Когда лицо становится четким, я вижу его – Дэвида Адлера.
И тут меня охватывает ужас. Стискивает так сильно, что мне становится трудно дышать. Но когда я заставляю себя вдохнуть, понимаю, что это обман зрения или разума. У мужчины, лежащего на земле, коротко подстриженные черные волосы и морщинистая, пожелтевшая кожа, похожая на кожуру сморщенного лимона, с белым шрамом, тянущимся вверх от губы, которая загнулась вверх от испорченных зубов, будто искала место получше. Никогда в своей жизни я не видела этого человека. Онемевшими пальцами я принимаюсь рыться в кармане в поисках телефона и вздрагиваю, когда он выскальзывает у меня из рук и, срикошетив от ноги мужчины, падает на землю. Я приседаю на корточки, чтобы поднять его, и набираю 911. Пока жду соединения, слышу тяжелый, хриплый выдох, царапающий рот. Смотрю вниз на тело, удивленная, сбитая с толку – и только потом понимаю, что звук вырывается из моего собственного горла.

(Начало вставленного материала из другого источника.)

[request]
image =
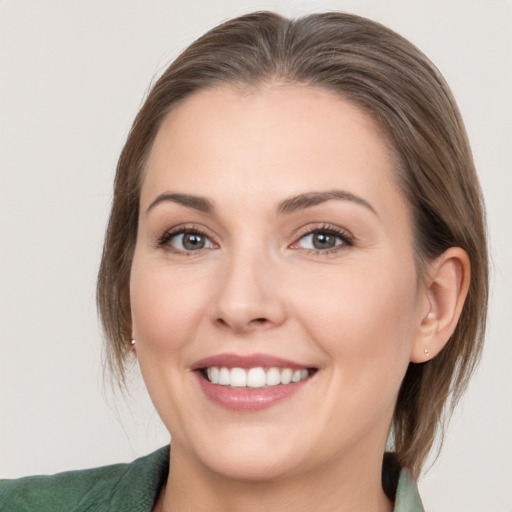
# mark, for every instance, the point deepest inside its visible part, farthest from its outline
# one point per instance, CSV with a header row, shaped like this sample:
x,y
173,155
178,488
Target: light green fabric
x,y
407,496
130,487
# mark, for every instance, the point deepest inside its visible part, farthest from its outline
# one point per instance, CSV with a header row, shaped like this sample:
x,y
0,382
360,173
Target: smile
x,y
257,377
251,382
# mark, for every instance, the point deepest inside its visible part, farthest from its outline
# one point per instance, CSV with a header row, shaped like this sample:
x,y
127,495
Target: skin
x,y
358,313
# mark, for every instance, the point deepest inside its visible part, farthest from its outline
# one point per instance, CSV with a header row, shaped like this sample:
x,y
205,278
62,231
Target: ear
x,y
445,291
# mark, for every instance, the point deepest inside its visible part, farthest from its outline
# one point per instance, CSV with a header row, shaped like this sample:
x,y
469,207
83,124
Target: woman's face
x,y
273,243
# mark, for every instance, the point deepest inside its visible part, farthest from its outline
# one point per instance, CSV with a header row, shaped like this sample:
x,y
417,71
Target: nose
x,y
248,297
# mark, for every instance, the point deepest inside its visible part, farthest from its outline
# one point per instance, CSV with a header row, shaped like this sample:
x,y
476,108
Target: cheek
x,y
362,314
166,305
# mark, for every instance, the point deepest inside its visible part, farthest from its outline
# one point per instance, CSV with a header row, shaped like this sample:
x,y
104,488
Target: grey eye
x,y
190,241
320,241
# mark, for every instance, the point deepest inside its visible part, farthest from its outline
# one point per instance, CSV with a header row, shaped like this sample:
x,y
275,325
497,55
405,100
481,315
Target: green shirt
x,y
125,488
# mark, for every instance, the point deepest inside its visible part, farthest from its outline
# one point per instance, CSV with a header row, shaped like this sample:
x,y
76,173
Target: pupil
x,y
323,241
193,241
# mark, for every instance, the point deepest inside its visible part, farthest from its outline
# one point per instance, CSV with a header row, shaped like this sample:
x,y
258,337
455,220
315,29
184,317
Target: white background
x,y
72,76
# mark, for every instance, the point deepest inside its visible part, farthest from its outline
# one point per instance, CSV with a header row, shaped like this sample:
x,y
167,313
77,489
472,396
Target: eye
x,y
186,240
324,239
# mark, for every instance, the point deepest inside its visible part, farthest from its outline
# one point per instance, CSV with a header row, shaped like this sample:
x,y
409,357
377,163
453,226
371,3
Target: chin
x,y
250,459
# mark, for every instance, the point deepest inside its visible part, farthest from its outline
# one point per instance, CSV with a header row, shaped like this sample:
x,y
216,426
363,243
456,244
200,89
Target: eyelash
x,y
346,239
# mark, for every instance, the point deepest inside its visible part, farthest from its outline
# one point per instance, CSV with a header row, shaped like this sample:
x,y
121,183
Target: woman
x,y
296,257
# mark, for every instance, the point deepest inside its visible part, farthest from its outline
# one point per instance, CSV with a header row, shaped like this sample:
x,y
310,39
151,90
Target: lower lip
x,y
244,399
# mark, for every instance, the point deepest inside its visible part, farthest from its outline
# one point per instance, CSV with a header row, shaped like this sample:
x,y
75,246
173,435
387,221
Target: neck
x,y
354,487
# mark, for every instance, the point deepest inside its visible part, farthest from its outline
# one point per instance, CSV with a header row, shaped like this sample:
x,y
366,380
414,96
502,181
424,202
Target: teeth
x,y
254,377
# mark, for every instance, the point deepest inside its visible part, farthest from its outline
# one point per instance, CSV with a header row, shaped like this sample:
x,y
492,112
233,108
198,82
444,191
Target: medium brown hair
x,y
383,74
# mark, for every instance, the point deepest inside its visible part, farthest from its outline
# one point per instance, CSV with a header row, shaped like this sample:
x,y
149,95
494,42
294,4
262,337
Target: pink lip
x,y
244,399
246,361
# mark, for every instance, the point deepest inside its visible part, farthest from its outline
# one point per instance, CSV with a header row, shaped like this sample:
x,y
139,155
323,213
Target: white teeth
x,y
286,376
273,377
296,376
254,377
238,377
224,379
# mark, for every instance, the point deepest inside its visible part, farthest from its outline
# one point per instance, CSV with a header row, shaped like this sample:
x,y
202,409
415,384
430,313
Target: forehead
x,y
269,142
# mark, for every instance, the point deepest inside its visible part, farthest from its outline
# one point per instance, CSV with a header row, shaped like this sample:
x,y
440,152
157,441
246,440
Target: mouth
x,y
250,382
254,378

– Здравствуйте, – бормочу я, когда диспетчер отвечает. – Я нахожусь в парке Томпкинс-сквер и хочу сообщить о смерти. – Говоря это, я поднимаюсь, мое сердце колотится так, словно пытается выломать ребро. И вдруг, без предупреждения, черная волна захлестывает меня, засасывая в себя, пригибая к земле, и я падаю так близко от тела, что наши руки почти соприкасаются в каком-то ужасном, неудачном объятии. Я слышу, как блеет телефон, лежащий на сухой траве рядом со мной:
– Мэм, мэм?.. Мэм, вы меня слышите? – И теряю сознание.
Парамедики нашли меня сидящей обхватив руками колени. Они окружили тело мужчины, пощупали запястье, приподняли ему веко, чтобы официально констатировать очевидную смерть. Затем тот, что покрупнее, тщательно выбритый белый мужчина с мощной шеей, по которой от воротника ползло татуированное пламя, опаляя правое ухо, обратив свое внимание на меня, уточняет, не кружится ли у меня голова.
– Немного, – откликаюсь я. – Я потеряла сознание, когда обнаружила тело.
– Дуэйн, – рявкает он коллеге, – принеси одеяло. Она в шоке.
– Нет, правда, я в порядке. Я иногда падаю в обморок. Я шла на ланч через парк, направлялась к закусочной на Би, понимаете? И я сегодня не завтракала, так что, наверное, у меня уже кружилась голова, а тут еще я увидела его и… – Я слышу свой надломленный голос. Но, кажется, я не могу замедлить свою речь, понизить тон или проявить характер, контролировать себя. Потому что история разворачивается прямо передо мной, и у меня нет возможности оставаться в стороне с ручкой в руке.